| | |

You learn one programming language, you’ve learned them all (sort of): SPSS Quintiles Example

Recently, I had the need to write the exact same programs twice, once using SAS and once using SPSS syntax. Even though these aren’t the same language, having done it once made it much easier to do it the second time. Let’s start with quintile matching. I’ve been rambling on about propensity scores lately and quintiles are one way of matching propensity scores. I could go on at length about the different methods and probably will some day, but this is not that day.

No, what I’m going to ramble on about is how much transfer occurs between one language and another.

The first thing that transfers is the structure of the solution.

Listen up and do what I say, not what I do. This is one of my many failings that I don’t sit down and draft out a solution right away. Often, I’ll start coding and not actually draw out the program until I have spun my wheels for a while. Flow charts are under-rated. And no, you don’t need to bother with all that crap where they teach you in school that a diamond is a decision point and a trapezoid is a process and this other thing is input data. No. Just break it into logical, sequential steps.

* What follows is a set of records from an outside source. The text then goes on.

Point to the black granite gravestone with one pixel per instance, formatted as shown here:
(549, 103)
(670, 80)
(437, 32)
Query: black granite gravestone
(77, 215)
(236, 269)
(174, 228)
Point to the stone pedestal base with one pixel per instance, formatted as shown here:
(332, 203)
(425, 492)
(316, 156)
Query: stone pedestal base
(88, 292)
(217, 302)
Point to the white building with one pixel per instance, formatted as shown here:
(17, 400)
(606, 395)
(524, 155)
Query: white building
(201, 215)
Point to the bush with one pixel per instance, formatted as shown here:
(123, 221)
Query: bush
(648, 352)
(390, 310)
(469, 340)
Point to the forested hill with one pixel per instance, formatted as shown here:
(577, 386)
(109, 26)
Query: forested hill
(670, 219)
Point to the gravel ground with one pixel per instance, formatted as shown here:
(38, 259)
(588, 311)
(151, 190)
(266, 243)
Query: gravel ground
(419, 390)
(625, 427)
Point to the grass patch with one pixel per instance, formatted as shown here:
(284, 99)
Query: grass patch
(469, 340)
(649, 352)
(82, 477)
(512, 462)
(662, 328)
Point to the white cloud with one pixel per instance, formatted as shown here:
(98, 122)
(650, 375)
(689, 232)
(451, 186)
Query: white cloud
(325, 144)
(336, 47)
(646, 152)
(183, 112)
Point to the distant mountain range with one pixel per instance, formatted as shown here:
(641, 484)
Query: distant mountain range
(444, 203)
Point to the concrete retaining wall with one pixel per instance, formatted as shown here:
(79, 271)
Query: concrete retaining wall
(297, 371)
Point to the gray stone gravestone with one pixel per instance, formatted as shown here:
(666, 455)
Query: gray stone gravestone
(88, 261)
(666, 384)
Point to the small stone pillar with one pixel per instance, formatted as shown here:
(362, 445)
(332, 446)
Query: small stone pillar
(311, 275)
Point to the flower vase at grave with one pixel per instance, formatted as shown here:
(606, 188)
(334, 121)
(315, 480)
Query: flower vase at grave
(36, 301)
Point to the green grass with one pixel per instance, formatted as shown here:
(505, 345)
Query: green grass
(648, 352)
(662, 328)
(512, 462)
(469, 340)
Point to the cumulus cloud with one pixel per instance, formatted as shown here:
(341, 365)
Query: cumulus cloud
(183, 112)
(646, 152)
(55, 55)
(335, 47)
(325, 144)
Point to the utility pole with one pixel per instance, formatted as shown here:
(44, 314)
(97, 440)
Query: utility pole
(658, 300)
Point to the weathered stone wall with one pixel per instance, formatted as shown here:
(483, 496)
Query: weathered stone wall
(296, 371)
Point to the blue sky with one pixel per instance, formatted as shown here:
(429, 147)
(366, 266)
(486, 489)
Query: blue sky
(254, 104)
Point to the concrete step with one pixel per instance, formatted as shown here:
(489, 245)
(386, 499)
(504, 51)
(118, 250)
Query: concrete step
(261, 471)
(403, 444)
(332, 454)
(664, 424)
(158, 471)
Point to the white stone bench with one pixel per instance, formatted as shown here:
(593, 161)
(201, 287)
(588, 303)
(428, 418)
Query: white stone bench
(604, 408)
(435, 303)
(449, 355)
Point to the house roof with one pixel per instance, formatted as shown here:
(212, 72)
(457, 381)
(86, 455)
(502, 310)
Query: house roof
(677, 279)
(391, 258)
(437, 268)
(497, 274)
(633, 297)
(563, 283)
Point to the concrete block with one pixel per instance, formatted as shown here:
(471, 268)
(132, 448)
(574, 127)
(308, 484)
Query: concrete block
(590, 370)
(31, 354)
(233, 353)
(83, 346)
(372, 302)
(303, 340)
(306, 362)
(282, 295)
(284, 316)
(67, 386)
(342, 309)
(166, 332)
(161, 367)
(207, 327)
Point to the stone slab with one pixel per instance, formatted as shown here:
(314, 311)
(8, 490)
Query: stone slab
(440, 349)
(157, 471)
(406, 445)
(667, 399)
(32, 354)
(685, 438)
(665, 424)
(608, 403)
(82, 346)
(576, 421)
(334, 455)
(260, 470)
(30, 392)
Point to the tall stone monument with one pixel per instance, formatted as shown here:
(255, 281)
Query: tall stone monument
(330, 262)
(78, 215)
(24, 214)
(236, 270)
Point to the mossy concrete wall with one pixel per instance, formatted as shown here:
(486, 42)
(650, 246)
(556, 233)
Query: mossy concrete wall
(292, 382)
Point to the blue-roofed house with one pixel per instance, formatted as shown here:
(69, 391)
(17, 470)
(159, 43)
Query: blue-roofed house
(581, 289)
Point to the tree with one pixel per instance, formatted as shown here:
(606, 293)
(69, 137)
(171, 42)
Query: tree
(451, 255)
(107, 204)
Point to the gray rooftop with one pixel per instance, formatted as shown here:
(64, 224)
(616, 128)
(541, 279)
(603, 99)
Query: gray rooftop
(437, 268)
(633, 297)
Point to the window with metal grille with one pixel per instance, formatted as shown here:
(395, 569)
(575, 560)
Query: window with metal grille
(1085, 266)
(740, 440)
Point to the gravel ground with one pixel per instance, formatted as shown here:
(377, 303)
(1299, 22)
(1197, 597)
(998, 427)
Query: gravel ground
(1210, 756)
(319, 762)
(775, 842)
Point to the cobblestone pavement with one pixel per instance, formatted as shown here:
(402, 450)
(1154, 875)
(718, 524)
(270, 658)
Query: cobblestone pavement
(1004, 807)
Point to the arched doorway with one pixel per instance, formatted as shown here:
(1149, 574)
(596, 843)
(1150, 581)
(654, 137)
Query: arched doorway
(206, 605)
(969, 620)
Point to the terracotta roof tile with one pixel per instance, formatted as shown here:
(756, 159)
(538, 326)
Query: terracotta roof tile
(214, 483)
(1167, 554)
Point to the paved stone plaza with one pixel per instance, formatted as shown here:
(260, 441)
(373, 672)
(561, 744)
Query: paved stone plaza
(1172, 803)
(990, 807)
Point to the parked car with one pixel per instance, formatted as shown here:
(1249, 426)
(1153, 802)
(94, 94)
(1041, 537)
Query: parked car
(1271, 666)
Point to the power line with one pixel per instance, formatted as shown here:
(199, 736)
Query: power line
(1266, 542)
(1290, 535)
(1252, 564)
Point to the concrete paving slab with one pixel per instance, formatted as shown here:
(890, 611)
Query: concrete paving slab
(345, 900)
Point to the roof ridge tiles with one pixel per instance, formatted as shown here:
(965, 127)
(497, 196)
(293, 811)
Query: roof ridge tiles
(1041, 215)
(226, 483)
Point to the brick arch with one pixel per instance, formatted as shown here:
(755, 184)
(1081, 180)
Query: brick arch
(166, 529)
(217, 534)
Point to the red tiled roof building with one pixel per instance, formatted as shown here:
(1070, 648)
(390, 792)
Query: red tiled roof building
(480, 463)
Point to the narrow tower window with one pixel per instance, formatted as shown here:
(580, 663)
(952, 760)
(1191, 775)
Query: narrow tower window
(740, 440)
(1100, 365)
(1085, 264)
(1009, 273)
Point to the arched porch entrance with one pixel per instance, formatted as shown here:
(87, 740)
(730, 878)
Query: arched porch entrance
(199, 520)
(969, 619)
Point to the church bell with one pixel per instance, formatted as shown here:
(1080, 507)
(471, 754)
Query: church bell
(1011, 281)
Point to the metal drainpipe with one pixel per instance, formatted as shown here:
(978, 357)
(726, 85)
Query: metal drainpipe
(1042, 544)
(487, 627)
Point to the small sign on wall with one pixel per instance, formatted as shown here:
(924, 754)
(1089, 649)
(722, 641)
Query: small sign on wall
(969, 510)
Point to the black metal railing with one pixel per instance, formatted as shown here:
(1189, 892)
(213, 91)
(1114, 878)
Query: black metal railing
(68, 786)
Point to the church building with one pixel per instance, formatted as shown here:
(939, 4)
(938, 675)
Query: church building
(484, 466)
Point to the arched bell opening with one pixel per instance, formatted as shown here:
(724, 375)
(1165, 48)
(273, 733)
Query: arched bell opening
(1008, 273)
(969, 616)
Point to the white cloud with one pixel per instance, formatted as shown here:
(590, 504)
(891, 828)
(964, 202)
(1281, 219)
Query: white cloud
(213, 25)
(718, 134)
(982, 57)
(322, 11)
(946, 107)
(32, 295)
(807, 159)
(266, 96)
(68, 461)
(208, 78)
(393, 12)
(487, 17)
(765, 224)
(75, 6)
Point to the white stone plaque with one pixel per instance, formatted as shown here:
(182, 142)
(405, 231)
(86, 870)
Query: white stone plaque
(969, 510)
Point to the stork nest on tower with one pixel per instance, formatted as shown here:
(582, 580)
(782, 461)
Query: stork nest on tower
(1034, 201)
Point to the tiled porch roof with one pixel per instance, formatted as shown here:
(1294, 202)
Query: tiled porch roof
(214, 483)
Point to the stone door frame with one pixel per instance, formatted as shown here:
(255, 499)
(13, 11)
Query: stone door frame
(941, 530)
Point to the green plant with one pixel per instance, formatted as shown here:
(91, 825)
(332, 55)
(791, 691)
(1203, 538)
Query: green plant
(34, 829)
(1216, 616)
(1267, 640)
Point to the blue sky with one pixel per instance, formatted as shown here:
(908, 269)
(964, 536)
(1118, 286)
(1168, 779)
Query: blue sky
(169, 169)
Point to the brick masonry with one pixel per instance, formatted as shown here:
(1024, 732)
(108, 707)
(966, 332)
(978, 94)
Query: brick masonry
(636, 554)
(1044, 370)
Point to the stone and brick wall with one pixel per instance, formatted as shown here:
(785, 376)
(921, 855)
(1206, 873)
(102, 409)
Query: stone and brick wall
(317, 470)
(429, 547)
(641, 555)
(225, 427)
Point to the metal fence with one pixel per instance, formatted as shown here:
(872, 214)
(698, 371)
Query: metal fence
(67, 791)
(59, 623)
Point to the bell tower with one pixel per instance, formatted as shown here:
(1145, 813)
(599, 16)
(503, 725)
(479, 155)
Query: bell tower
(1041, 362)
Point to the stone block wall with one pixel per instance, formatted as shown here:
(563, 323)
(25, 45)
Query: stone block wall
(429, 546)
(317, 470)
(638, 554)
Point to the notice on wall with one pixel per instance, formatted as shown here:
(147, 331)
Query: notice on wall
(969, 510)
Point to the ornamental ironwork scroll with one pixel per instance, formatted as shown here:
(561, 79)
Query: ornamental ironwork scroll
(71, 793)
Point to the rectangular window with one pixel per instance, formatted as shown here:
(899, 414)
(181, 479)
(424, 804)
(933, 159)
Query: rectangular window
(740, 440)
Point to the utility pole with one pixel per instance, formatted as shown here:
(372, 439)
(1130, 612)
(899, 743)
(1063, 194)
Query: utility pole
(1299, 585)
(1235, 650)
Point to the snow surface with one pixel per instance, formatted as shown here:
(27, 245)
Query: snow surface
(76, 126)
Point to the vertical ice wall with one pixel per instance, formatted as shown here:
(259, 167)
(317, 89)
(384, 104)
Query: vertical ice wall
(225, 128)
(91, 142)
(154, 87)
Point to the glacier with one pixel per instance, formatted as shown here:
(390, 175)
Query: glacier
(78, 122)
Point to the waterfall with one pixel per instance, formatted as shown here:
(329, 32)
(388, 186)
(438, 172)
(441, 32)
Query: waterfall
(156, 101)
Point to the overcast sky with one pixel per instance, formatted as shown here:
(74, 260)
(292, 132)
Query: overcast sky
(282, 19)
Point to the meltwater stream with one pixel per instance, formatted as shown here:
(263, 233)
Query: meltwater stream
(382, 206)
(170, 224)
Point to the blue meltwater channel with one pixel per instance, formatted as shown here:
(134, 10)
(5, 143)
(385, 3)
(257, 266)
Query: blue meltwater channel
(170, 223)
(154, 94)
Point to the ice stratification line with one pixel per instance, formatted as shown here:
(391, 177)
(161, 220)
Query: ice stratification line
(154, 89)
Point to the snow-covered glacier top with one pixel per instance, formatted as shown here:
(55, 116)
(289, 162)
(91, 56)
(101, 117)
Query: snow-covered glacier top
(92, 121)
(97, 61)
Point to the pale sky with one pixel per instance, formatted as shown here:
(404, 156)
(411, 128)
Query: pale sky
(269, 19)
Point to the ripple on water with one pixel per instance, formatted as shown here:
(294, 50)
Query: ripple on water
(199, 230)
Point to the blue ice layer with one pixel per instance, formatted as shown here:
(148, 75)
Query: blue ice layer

===========================

Run Logistic Regression

===========================

|

============================

Compute Quintiles of Propensity Score

============|================

|

============|=============================

Add Random Number & Quintiles  to original data set

========================================

|

=======================================

Randomly select out control cases in proportion

to the quintile distribution of treatment cases

======================================

|

=====================================

Create a data set of the treatment cases, plus

the control cases you pulled out in the previous step

=====================================

Ta-da ta -da. Done!

Whether I am going to use SAS, SPSS or something else, I want to follow the same basic steps outlined above. Knowing what you need to do is half the battle. Okay, well, maybe not half, but it pretty much guarantees that in the battle between you and your computer that you’re going to win.

 

The second thing that transfers is the sense to re-use as much code as possible.

I was heartbroken that I could not find a simple quintile matching program with SPSS somewhere and had to actually write some statements myself. Still, as much as possible, I tried to re-use code I had already written. The first box above was already done for a different SPSS program.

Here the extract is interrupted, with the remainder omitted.